To further simplify the usage of our biosensors, we designed a functional device for fluorescence detection with your smartphone. Two different color filters are used. One is placed in front of your camera, the other one in front of your flash. In a dark environment, like our special black case, you can take pictures of the fluorescent test strip paper with the CFPS reactions. Since objective analysis of fluorescence is impossible for the bare eye, we provide a self-programmed app for signal analysis. The app takes into account different factors, like the negative effect of heavy metals on the performance of CFPS. The app quantifies the fluorescence and gives out a list of contaminants in your sample.

Modeling

In order to optimize our biosensors and better understand our biological systems, we modeled cell-free protein synthesis and a repressor-based biosensor. The model accurately reflects the results of several wet lab experiments and was used to investigate the influence of crucial design aspects, like the optimization of the output signal and adjustment of the sensitivity of our biosensors to specific limits.

dual use

In order to further investigate the influences of our project on our environment, we investigated the biosecurity issue dual use in detail. This is related to our project, because we were dealing with dangerous substances, that are available for the broad public.
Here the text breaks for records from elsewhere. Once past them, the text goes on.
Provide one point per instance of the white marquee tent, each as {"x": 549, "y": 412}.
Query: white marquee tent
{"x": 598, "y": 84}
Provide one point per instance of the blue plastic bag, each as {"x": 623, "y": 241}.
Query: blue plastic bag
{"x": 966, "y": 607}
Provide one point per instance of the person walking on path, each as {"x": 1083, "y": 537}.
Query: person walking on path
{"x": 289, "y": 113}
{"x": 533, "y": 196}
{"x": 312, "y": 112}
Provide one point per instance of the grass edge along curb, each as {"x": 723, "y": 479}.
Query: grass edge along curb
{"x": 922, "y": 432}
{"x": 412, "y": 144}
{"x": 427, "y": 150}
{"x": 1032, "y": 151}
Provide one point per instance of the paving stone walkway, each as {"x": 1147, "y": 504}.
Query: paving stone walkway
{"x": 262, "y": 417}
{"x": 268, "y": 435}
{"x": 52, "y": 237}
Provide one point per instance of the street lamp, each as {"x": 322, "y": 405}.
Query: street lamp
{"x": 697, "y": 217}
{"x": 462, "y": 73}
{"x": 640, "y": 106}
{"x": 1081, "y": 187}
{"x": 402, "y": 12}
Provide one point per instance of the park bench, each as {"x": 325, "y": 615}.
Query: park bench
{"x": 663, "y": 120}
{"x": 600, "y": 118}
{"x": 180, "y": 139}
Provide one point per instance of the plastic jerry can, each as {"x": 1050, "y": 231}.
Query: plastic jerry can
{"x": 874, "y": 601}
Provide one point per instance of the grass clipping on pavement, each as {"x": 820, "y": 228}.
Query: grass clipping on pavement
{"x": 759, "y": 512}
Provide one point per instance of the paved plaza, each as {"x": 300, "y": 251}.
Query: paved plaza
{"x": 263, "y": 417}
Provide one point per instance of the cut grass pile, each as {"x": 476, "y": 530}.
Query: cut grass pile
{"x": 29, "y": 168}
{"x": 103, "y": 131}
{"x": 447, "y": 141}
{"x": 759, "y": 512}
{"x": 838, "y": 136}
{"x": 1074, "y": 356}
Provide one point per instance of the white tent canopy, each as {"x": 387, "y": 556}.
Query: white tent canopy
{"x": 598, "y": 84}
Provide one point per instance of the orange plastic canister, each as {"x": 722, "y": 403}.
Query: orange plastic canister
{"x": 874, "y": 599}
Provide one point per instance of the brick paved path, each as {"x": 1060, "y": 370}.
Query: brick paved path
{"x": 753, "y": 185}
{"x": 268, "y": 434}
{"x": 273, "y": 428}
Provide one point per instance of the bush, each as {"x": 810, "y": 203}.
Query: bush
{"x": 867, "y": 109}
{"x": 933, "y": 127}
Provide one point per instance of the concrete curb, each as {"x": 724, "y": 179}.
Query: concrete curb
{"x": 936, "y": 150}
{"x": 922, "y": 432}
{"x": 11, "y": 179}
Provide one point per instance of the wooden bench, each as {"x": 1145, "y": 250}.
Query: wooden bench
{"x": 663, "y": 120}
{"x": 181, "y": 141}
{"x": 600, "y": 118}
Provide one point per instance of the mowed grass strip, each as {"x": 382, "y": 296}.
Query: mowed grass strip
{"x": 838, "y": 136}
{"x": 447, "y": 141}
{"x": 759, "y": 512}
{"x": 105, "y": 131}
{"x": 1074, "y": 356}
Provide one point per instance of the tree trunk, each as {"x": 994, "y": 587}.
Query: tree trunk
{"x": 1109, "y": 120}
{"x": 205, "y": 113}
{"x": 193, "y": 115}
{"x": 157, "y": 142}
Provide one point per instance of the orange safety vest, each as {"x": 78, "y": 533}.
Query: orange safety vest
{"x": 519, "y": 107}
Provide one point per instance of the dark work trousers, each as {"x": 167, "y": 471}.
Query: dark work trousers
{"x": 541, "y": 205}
We wanted to know, in which way information about these issues could cause harm. We provided a detailed report on dual use covering the applying laws, aspects of the ongoing ethical discussion and the approach within the iGEM competition. We propose a biosecurity risk assessment and the implementation of biosecurity, biosafety and dual use definitions in the iGEM safety page - for iGEM to be a role model in a responsible research community. The detailed report contains points of views of various experts. The deep analysis of the biosecurity aspect significantly influenced our decisions and biosecurity measures throughout the project. The detailed report containing guidelines for future teams is available as PDF.

survey result

All the BioBricks we built in the course of this project are listed on our parts page. And since we were one of the many teams with an output related to fluorescence, we decided to take part in the Interlab Study as well.